Le livre s’adresse à un grand public, musulmans comme non musulmans, avec la même grille de lecture : proposer un discours rationnel et pédagogique sur les questions d’islamophobie, fournir des arguments solides pour démonter les récits racistes les plus fréquents, réhumaniser les musulman-e-s dans toute leur diversité, leur dignité et leur individualité. En bref : fournir une réponse humaniste et lucide à ceux qui tentent, par tous les moyens, de construire un « problème musulman ».

Avec « Nous (aussi) sommes la nation » est-il question d’une responsabilité littéraire ?

Marwan Muhammad – Avant d’être une responsabilité littéraire, il s’agit pour moi d’une responsabilité éthique et personnelle. Je ne sais pas ce que sera demain ni ce que sera mon futur, mais j’ai écrit ce livre comme un témoignage de ce que nous traversons, dans la France de 2017, en essayant de ne pas tomber, ni dans la défiance, ni dans la posture victimaire, mais en dressant un tableau clair des problèmes actuels, tout en proposant des solutions. Comme dans tout ce que j’entreprends, j’ai essayé de fournir un travail soigné, des exemples choisis au style d’écriture, parce qu’un livre n’est pas uniquement une somme d’informations décousues, mais un acte littéraire à part entière. J’espère que les lecteurs et lectrices prendront donc plaisir à le lire et se retrouveront un peu, quel que soit leur parcours personnel, dans tout ce que j’évoque. J’aimerais qu’ils ressortent de cette lecture avec une meilleure compréhension, mais surtout animés d’espoir et de détermination. Le sujet que je traite est un enjeu de génération.

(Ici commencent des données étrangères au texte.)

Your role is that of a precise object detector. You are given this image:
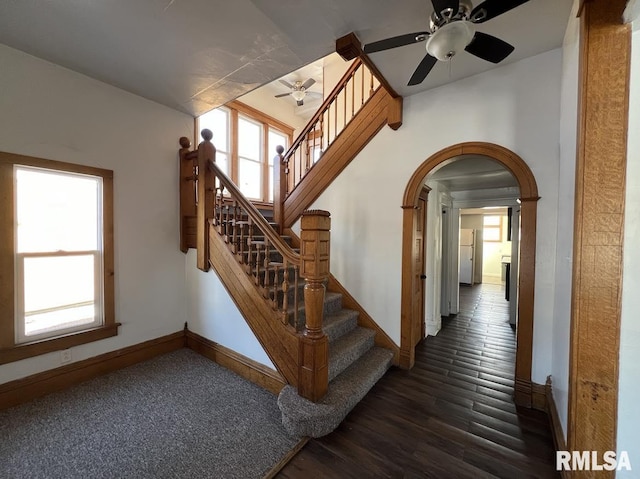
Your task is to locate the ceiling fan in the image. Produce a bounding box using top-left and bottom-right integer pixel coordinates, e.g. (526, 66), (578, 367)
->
(275, 78), (322, 106)
(363, 0), (529, 86)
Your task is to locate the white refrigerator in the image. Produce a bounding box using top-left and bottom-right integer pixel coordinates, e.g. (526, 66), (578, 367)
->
(458, 228), (476, 285)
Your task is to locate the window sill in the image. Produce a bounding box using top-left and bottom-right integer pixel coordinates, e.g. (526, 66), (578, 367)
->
(0, 323), (120, 364)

Quelle place prend ce livre dans votre vie ?

Marwan Muhammad – Une place très importante. C’est mon deuxième livre, celui que j’ai le plus pensé, compte tenu de l’importance du sujet, des attentes et des enjeux. C’est aussi une page tournée : il fallait témoigner et construire une analyse complète de ce qu’est l’islamophobie et des moyens de l’endiguer. J’espère y avoir modestement contribué, après d’autres militants et universitaires avant moi. A chaque lecteur maintenant de s’en saisir, de le comprendre, de le partager et d’en faire une œuvre utile. C’est aussi, sur le plan personnel, un héritage que je laisse à mes enfants, pour qu’une fois adultes, ils sachent ce qui animait leur papa, quand ils n’avaient pas encore l’âge de le comprendre entièrement par eux-mêmes. Enfin, dans le livre, je parle de mon enfance et de mes parents : quoi que je fasse ou réussisse dans ma vie, ils en sont les premiers témoins et les premiers à remercier, par l’éducation qu’ils m’ont donnée et les valeurs qu’ils m’ont transmises. Ce livre, c’est aussi une manière de rappeler la contribution de nos parents, même si elle s’exprimait autrement, toujours avec honneur et dignité.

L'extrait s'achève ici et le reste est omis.